The team focused on an antiviral gene called TRIM5, which is a part of a cluster of antiviral genes or "restriction factors" which have mutated over time to protect cells from viruses. The TRIM5 protein is a product of the protector and interacts with the outer shell of lentivirus particles once they have penetrated the host cell. They then work to stop the lentivirus from multiplying. However, TRIM5 in humans does not work as it does in many monkeys where the protein renders HIV/AIDS virtually harmless.
With that in mind, the researchers theorised that the evolution of TRIM5 in African monkeys may hold the key to revealing selection by lentiviruses closely related to modern SIVs (Simian immunodeficiency virus) which affect non-human primates.

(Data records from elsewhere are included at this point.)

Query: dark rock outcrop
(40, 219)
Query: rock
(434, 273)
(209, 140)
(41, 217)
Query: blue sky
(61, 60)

To better understand the TRIM5 gene evolutionary tree, the researchers, led by Welkin Jenkins, analysed its complete protein-coding in DNA sequences from 22 African primate species. They found that in Old World monkeys, which include baboons and macaques, there was a cluster of adaptive changes unique to the TRIM5 protein, suggesting that ancestral lentiviruses closely linked to modern SIVs began forming in ancestral primates in Africa between 11 and 16 million years ago. Previously it had been estimated that they began to form about 30,000 years ago.
The researchers write: "The correlation between lineage-specific adaptations and ability to restrict viruses endemic to the same hosts supports the hypothesis that lentiviruses closely related to modern SIVs were present in Africa and infected the ancestors of cercopithecine primates as far back as 16 million years ago, and provides insight into the evolution of TRIM5 specificity."